McLaren Mercedes is one of the most storied teams in Formula One history, almost directly alongside Scuderia Ferrari. And despite cause for optimism with a successful 2012, 2013 has proven to be disastrous by the team’s lofty expectations both on the track and in the paddock.
Lead driver Jenson Button is nearing the end of his career, but can still perform in Formula One without a doubt. Since the 2009 regulations, Button has won a drivers title with the now defunct Brawn GP and has never finished outside the top five in points. That is a streak which is likely to end.
All year Button has struggled and despite the redesigned McLaren chassis incompetence on track, some of the blame can be shifted onto Pirelli. The tire manufacturer has been changing compounds on a regular basis, creating inconsistencies which some teams have been able to handle better than others.

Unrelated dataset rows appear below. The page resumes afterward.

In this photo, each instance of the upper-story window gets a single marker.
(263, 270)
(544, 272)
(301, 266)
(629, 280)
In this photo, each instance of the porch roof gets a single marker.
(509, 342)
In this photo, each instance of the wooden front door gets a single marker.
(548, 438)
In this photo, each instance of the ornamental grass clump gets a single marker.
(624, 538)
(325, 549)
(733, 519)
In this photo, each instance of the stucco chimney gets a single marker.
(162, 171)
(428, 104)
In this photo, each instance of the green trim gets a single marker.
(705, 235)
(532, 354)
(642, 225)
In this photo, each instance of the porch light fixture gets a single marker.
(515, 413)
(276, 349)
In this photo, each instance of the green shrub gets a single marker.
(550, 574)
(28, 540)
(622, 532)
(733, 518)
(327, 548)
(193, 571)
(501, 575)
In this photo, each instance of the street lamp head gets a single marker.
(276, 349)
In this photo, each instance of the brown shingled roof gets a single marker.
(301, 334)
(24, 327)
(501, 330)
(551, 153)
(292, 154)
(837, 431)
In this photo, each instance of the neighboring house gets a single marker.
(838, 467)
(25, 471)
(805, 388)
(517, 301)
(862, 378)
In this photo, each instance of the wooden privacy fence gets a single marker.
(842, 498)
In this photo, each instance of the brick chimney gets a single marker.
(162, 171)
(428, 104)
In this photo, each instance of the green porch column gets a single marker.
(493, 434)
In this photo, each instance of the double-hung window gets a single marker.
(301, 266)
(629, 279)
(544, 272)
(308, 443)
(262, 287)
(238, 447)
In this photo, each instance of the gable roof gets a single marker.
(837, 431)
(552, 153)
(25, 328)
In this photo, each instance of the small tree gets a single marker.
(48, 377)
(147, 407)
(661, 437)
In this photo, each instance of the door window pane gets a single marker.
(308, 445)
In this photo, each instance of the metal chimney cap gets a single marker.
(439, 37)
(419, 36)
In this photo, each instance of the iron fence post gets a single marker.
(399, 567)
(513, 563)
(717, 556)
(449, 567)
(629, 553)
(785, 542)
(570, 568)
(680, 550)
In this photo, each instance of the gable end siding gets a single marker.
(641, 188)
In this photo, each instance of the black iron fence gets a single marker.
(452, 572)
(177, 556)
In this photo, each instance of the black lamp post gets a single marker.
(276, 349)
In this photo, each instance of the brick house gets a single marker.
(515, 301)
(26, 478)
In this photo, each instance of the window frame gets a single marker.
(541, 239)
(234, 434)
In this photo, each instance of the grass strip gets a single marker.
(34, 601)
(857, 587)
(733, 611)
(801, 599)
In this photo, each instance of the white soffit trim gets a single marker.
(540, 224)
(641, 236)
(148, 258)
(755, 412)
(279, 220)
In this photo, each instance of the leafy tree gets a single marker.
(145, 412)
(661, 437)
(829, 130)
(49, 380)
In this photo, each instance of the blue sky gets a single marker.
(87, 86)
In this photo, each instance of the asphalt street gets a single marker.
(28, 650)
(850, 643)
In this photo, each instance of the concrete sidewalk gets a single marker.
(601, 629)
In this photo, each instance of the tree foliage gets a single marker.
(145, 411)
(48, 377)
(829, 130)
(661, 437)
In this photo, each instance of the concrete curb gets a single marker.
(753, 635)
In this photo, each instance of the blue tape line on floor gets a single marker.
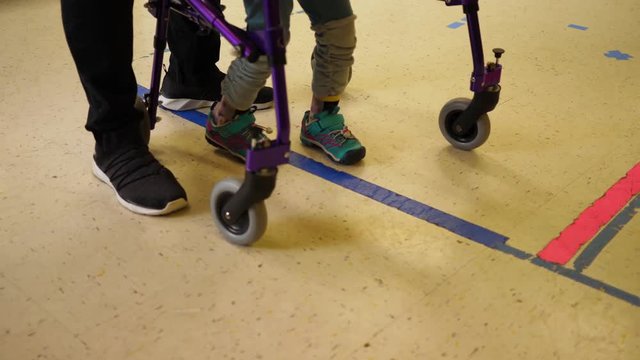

Button’s race strategy his entire career has blended consistency with tire conservation, but this year neither of his strong suits are at his disposal. As a result, Button is currently ninth behind Romain Grosjean in the drivers’ standings, and his average finish (9.3) is his worst since 2008.
Teammate Sergio Perez has fared even worse. The Mexican driver arrived at McLaren with an immense amount of expectations, and has disappointed thus far. Perez’s average finish is 11th, a terrible gain considering he averaged a finishing position of 12.8 his last year with Sauber, a team that has regressed massively.
Even worse are Perez’s confrontations on the track and inability to keep the car together. He has had multiple incidents with his teammate on the track, creating a rift in the garage area, something which only hinders progress. He also had an incident with Lotus GP driver Kimi Raikkonen at the Monaco Grand Prix, something which may have been the tipping point regarding how Perez is perceived in the garage area by his fellow drivers.
For McLaren, looking forward to the Belgian Grand Prix at Spa-Francorchamps means looking back at themselves and what they can achieve to gain momentum for next year’s sweeping regulations changes. The proverbial white flag has to be waved, and developmental changes must shift from an emphasis on this year’s car to the next.
The rift between Button and Perez must be closed by team boss Ron Dennis as well. 2014 looks to be like Mercedes’ last year powering the McLaren chassis, so a fitting sendoff is in order before Honda rejoins McLaren, reuniting a dominant combination in Formula One.
Optimism is a dangerous thing in Formula One. Almost luckily for McLaren, they have no reason to have any. This season has been borderline disgraceful. In the second half, look for both Button and Perez to hold stationary in the drivers’ standings. Yet, the team can feel a bit of well-deserved optimism if Button is able to overtake Grosjean for eighth, and Perez dispatches Adrian Sutil for 11th.